While Kartal took advantage of the error, which led to a length delay in proceedings, Pavlyuchenkova roared back to lead 6-5 in the race to clinch the opening set. Kartal stood firm, though, and held serve to force a tie-break.
Two-time Grand Slam winner Tracey Austin outlined the challenge Pavlyuchenkova would face after that huge error in terms of not letting it affect her.
"That is rough for Pavlyuchenkova," she said on commentary for BBC Sport. "Now you have the job of trying to compose yourself when you know that you should have been a game up.
"This is a mountain to overcome mentally."
Overcome it she did, though, as Pavlyuchenkova went on to win the first set tie-break 7-3 to take control of her match against the British No 3.

Wimbledon's decision to implement automated line calls has split opinion this year and the mishap on Centre Court follows comments made by Emma Raducanu, who claimed the technology got calls wrong during her third round defeat to Aryna Sabalenka.
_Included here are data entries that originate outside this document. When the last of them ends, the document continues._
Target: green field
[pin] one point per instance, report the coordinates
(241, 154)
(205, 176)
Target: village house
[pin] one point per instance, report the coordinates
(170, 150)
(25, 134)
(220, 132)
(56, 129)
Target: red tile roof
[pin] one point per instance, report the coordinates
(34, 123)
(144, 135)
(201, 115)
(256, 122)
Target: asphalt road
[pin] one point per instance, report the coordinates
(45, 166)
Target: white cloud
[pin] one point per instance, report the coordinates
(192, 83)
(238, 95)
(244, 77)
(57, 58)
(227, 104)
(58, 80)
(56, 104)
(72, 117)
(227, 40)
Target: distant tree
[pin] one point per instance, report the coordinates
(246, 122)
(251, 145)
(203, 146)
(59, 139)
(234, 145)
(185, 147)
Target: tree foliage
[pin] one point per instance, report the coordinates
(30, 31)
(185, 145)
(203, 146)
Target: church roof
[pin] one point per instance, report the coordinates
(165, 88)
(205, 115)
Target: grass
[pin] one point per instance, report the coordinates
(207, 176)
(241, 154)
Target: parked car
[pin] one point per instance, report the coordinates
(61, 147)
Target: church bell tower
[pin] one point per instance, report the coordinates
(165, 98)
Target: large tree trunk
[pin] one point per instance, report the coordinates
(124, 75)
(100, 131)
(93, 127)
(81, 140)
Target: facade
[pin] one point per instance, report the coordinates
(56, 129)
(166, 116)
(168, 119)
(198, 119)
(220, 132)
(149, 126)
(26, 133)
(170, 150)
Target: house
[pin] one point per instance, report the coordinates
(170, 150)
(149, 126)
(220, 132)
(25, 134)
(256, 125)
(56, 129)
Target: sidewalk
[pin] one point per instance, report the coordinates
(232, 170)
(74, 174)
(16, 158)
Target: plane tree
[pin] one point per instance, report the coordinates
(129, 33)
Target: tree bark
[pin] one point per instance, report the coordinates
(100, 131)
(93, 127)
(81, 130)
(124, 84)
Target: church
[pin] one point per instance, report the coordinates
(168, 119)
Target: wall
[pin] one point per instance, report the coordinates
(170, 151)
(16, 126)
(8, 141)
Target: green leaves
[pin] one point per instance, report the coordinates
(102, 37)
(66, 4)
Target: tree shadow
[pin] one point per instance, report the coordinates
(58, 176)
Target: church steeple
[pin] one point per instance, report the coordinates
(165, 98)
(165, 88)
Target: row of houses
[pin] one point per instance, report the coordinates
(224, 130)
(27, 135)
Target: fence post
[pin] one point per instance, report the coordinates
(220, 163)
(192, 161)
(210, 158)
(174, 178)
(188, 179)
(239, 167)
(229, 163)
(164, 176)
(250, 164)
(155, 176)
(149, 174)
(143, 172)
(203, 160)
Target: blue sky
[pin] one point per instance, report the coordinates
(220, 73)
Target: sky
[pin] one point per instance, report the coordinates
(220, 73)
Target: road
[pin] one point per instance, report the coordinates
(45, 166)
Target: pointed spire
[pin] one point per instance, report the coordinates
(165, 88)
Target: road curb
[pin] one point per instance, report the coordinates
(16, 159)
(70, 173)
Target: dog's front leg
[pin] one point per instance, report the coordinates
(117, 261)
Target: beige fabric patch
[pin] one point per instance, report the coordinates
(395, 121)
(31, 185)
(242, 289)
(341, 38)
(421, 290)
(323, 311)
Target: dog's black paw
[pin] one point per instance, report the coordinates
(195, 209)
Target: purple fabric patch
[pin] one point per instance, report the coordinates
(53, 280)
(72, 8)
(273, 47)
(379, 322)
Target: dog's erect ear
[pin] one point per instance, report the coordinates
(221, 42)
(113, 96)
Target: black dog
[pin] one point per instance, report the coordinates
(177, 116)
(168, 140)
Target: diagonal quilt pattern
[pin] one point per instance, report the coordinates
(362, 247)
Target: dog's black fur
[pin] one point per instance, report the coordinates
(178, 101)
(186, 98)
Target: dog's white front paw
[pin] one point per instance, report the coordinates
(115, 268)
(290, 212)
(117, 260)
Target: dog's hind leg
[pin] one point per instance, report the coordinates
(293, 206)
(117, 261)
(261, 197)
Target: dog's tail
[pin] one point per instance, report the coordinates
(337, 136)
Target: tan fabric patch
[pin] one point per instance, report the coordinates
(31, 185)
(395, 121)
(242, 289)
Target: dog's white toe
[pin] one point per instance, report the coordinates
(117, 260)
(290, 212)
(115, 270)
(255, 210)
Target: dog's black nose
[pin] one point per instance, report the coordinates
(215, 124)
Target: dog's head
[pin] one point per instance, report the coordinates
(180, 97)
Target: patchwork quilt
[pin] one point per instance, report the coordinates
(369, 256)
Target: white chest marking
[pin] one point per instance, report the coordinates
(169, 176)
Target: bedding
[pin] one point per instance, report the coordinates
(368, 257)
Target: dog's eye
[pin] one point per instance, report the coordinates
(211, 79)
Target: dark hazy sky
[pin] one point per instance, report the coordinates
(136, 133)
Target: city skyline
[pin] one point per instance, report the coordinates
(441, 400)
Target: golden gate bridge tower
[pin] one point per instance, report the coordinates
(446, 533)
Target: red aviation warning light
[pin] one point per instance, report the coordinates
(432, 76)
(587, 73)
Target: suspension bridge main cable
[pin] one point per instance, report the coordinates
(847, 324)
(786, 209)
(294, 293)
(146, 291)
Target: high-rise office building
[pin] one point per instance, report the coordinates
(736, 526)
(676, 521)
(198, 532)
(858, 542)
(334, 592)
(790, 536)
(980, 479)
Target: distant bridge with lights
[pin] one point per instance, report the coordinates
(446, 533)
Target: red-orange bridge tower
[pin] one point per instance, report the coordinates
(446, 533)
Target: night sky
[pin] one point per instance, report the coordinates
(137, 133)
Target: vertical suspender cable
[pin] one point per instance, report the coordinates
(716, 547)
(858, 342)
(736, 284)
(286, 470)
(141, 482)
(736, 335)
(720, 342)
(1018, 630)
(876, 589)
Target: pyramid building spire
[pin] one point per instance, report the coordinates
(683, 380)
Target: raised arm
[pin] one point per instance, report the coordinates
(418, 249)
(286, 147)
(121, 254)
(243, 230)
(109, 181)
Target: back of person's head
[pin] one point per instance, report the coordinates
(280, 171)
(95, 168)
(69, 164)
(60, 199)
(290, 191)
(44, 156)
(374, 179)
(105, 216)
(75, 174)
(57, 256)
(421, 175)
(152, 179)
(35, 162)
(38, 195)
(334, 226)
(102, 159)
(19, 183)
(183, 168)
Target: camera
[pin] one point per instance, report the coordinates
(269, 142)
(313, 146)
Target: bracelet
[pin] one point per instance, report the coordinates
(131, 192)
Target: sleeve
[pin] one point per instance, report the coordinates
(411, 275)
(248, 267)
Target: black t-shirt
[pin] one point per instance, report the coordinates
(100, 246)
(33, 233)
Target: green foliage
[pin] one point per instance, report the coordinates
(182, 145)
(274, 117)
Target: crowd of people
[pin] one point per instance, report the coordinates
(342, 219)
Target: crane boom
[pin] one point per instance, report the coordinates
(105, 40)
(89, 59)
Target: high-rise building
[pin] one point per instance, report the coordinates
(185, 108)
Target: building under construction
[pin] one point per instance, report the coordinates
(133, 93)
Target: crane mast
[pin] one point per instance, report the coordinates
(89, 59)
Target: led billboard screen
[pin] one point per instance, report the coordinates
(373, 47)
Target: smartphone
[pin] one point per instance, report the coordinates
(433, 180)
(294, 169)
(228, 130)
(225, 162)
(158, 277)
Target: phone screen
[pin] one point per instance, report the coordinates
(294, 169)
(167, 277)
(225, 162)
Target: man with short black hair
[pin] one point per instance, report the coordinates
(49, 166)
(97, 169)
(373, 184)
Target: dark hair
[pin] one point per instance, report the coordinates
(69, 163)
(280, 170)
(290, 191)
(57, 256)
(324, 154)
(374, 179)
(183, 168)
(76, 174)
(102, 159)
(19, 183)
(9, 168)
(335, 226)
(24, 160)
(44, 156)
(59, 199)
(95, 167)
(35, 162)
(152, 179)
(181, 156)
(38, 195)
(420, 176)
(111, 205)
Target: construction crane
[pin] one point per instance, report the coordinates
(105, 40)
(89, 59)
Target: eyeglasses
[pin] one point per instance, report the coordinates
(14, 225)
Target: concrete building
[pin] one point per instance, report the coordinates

"Yeah, I mean, that call [against Sabalenka] was, like, for sure out," the Brit said in her post-match press conference. "It's kind of disappointing, the tournament here, that the calls can be so wrong.
"For the most part they've been okay. It's just, like, I've had a few in my other matches, too, that have been very wrong. So yeah, I don't know. Hopefully they can kind of fix that."